Carme Massons Capdevilla, Jesús V. Cobo Gómez, Guillem Navarra Ventura, Muriel Vicent, Maria Serra Blasco, Abigail Jubert, Mireia Agut, Diego J. Palao Vidal, N. Cardoner Álvarez
Background and Objectives: Although the relationship between clinical and cognitive insight in individuals with bipolar disorder remains unclear, both concepts are potentially related to cognitive performance, particularly to executive function. We aimed to explore associations among cognitive variables, cognitive insight, and clinical insight.
Methods: We assessed 64 clinically stable bipolar patients with a battery of clinical and cognitive tests, the Insight Scale for Affective Disorders to assess clinical insight, and the Beck Cognitive Insight Scale (BCIS) to assess cognitive insight. We used bivariate linear regression models to explore associations between cognitive insight, clinical insight, cognition, and sociodemographic and clinical variables, followed by stepwise multiple regression analyses to account for potential confounders.

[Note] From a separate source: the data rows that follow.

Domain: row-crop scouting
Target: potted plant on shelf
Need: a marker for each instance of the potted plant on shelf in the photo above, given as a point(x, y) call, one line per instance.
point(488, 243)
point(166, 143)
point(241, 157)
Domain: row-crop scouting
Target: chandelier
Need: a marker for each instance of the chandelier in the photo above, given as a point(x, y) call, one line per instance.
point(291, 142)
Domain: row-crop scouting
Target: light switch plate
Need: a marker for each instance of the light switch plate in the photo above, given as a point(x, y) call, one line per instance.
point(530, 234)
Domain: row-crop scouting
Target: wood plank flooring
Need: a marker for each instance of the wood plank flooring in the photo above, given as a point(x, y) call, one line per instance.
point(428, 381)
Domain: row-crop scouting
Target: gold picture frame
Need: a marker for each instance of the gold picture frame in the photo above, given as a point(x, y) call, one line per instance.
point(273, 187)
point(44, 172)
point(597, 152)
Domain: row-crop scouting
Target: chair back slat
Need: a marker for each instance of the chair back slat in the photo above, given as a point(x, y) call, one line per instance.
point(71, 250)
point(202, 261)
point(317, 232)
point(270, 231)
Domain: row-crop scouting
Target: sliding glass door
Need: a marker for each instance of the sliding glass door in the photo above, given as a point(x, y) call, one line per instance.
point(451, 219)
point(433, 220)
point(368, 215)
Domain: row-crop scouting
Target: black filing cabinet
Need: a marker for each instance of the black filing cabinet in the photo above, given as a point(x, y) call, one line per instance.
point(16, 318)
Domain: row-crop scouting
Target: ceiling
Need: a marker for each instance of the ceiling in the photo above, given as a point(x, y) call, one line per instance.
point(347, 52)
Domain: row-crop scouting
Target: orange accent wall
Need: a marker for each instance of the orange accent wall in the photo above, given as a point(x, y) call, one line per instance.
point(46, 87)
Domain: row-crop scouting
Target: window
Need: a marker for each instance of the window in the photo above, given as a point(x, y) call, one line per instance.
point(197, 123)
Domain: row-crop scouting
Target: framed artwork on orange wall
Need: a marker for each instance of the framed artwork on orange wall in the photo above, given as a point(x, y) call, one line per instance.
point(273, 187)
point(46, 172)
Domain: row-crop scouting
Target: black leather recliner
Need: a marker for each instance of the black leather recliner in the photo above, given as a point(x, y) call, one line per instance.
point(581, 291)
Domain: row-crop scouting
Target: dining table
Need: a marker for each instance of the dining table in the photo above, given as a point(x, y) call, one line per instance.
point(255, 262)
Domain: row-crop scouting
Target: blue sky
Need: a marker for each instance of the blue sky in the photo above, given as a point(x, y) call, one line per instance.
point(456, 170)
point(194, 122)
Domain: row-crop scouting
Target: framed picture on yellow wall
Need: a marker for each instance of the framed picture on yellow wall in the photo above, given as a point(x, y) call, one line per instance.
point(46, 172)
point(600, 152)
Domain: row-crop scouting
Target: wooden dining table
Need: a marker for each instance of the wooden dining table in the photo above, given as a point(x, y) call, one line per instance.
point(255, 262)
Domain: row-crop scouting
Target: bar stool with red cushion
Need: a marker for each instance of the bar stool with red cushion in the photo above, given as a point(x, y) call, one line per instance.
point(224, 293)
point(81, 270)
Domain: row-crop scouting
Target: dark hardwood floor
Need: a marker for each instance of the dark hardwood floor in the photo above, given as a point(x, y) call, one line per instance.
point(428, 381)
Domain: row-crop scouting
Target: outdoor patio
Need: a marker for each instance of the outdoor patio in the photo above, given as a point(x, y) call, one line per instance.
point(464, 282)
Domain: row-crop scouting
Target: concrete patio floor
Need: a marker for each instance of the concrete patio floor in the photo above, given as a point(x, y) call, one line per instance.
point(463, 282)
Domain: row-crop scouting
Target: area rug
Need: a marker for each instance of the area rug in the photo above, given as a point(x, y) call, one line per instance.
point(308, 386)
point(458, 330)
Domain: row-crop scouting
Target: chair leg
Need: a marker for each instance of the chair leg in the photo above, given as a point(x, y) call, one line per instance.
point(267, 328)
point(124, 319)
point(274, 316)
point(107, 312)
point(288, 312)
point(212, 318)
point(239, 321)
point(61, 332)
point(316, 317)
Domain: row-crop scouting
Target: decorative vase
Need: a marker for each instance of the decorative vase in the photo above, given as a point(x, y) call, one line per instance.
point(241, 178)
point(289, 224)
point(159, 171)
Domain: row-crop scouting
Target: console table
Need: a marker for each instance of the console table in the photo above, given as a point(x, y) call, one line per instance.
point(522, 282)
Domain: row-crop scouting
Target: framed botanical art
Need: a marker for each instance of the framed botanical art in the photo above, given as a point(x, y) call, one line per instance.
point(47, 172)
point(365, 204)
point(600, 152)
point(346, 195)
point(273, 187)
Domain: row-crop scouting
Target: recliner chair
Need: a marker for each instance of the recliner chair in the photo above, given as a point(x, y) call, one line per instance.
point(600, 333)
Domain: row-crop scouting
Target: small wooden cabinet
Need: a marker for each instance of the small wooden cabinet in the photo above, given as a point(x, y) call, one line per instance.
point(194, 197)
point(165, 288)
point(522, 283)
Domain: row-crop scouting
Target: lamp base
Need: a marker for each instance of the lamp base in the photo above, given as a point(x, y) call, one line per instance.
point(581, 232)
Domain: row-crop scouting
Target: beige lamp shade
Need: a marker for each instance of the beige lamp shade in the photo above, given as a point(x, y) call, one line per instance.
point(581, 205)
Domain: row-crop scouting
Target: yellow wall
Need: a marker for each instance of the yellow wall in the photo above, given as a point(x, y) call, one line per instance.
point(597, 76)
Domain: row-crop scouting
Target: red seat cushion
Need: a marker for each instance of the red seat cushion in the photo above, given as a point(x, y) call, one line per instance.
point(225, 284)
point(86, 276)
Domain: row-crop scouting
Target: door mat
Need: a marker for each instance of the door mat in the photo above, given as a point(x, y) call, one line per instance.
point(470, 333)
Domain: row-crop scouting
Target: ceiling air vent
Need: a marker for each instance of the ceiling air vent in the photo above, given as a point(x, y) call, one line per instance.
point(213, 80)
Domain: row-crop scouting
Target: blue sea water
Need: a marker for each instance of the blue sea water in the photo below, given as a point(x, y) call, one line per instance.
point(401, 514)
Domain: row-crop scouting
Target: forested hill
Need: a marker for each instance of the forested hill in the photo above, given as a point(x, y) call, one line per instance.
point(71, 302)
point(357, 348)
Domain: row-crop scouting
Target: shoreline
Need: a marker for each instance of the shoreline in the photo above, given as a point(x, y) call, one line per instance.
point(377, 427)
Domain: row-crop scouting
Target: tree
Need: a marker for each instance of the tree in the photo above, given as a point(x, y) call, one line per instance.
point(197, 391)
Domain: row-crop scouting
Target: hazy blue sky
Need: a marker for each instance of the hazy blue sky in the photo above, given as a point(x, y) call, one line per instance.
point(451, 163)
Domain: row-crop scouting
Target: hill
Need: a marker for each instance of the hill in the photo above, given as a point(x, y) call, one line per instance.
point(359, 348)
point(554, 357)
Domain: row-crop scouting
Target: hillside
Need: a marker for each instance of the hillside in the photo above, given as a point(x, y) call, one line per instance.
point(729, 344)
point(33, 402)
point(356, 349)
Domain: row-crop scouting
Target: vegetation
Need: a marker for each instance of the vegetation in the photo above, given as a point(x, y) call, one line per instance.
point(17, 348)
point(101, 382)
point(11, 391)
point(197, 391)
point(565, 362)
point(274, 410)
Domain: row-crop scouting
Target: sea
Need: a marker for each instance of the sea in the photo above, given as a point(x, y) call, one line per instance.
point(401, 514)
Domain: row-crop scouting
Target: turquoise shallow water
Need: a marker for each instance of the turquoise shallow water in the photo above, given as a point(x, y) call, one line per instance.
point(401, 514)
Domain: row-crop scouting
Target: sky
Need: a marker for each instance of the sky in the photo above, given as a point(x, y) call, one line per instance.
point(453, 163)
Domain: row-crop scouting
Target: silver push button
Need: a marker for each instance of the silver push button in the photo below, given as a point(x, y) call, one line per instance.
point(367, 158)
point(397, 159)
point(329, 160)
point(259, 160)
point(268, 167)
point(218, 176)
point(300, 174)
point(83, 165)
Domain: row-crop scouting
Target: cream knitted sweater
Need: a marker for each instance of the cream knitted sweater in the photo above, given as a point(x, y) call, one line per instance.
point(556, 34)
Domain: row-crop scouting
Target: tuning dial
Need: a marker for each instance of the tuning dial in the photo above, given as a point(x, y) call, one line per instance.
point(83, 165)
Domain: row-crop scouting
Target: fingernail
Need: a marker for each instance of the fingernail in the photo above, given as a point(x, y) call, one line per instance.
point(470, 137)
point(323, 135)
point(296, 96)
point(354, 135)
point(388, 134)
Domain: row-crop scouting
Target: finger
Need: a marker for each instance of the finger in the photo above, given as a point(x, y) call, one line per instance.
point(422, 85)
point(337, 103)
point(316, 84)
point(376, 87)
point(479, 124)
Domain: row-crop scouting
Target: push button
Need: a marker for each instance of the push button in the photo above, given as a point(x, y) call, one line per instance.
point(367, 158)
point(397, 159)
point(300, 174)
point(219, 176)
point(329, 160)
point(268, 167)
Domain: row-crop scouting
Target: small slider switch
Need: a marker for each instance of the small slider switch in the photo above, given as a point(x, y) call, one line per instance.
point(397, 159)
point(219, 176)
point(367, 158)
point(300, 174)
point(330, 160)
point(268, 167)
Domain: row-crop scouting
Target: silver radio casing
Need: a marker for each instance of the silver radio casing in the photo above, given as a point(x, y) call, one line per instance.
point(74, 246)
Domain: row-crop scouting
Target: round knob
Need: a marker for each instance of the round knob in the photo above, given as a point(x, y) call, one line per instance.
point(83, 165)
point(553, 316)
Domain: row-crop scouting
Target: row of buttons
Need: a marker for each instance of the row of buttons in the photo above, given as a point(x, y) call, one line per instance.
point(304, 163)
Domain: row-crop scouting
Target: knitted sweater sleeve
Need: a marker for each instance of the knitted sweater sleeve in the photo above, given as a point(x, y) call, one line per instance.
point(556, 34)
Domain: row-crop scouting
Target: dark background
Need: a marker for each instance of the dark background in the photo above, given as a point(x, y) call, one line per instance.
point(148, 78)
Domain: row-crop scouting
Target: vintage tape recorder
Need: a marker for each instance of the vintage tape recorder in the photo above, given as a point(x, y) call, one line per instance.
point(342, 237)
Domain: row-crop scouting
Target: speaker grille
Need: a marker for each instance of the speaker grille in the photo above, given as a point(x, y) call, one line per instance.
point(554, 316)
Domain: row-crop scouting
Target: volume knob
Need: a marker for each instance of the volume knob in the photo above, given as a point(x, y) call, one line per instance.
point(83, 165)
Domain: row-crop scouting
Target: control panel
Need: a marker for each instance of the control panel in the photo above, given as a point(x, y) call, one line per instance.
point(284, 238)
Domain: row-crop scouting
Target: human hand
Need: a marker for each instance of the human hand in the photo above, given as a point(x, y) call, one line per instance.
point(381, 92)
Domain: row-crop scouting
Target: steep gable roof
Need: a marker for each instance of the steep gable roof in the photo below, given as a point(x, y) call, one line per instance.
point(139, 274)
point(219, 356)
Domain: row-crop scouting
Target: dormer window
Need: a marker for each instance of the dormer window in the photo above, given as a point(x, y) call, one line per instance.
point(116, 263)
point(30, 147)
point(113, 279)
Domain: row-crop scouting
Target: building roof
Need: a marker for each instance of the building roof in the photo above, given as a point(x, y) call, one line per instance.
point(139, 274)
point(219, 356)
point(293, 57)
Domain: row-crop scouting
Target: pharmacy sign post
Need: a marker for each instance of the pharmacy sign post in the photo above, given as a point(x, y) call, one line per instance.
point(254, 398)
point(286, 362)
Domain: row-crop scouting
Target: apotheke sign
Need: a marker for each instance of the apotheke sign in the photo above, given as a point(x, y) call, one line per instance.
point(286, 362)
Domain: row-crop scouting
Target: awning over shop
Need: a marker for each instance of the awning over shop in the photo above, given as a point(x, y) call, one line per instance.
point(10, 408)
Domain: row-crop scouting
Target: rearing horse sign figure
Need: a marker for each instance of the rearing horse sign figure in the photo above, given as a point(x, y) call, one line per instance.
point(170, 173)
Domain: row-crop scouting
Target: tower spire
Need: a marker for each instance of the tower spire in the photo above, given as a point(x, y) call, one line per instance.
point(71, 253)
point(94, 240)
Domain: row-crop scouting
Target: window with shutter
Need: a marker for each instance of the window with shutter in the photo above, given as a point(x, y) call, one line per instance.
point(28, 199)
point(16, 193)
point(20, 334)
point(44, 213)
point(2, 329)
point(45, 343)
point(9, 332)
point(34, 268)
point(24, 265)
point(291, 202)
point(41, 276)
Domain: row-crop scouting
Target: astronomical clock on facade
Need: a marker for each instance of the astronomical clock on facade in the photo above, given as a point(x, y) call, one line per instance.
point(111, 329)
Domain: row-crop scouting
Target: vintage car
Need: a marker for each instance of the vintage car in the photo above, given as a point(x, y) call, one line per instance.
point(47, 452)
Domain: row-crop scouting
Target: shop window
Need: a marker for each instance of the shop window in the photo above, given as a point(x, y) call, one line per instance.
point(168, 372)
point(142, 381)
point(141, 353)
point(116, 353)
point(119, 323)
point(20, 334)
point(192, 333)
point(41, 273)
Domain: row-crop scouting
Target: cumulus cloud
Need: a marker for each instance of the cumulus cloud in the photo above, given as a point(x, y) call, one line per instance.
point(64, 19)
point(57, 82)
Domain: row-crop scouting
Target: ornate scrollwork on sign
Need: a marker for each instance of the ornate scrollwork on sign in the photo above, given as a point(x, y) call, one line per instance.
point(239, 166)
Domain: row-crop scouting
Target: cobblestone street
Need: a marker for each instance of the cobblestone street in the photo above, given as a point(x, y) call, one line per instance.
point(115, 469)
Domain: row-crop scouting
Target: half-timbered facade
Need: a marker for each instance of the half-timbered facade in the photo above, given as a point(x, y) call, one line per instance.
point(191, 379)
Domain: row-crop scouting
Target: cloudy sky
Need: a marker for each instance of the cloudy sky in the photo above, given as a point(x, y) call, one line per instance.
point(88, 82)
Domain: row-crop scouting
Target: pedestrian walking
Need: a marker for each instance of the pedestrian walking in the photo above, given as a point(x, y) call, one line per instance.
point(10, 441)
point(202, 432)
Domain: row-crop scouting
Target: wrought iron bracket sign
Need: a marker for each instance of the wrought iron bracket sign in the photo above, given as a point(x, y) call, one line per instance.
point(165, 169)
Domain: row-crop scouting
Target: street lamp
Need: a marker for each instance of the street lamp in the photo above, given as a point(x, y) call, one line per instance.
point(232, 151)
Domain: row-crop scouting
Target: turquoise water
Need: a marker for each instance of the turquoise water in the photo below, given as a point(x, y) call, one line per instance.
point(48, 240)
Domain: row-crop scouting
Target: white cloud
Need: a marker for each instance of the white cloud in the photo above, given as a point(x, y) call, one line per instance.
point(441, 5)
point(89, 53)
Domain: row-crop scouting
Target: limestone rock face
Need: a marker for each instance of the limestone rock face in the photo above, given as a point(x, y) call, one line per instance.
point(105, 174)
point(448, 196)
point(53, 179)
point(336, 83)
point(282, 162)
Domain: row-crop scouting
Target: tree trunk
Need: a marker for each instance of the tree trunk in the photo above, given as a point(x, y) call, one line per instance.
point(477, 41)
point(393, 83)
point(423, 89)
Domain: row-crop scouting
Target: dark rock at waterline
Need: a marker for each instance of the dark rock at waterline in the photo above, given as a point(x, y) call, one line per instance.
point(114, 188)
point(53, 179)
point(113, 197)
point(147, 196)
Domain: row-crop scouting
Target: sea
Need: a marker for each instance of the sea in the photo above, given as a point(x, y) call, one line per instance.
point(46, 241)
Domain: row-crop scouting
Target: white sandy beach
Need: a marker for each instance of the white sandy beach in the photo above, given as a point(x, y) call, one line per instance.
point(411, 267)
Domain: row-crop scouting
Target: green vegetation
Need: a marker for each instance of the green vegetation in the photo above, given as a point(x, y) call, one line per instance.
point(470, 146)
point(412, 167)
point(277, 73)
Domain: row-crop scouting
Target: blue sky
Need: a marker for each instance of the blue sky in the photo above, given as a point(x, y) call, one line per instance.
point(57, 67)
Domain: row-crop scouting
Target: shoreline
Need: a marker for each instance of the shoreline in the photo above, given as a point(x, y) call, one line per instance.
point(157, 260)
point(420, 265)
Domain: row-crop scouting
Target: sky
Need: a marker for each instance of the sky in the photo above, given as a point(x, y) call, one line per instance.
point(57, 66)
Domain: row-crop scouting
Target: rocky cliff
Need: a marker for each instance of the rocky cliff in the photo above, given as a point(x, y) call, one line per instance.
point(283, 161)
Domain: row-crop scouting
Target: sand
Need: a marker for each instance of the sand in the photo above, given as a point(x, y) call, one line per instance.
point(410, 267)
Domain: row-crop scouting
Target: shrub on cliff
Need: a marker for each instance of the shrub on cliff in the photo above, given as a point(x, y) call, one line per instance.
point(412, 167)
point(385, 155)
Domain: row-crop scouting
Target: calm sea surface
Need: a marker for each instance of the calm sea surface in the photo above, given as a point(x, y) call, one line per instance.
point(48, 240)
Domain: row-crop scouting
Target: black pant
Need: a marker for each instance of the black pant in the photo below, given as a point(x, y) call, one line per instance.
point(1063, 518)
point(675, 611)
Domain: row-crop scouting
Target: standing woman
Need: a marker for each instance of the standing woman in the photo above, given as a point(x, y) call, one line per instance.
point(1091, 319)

Results: Global (F = 4.149; B = 0.201; p = 0.047; R2=0.071) and self-reflectiveness BCIS subscale (F = 4.690; B = 0.265; p = 0.043; R2=0.153) scores were positively associated with executive functions. Self-reflectiveness was negatively associated with premorbid intelligence quotient (F = 4.156; B=-0.170; p = 0.046; R2=0.071). Clinical insight was associated only with the self-certainty subscale of the BCIS (F = 4.120; B = 0.360; p = 0.047;
R2=0.063).
Conclusions: Reduced cognitive insight is associated with cognitive impairment, especially diminished executive functioning. Elevated self-certainty scores are associated with diminished clinical insight.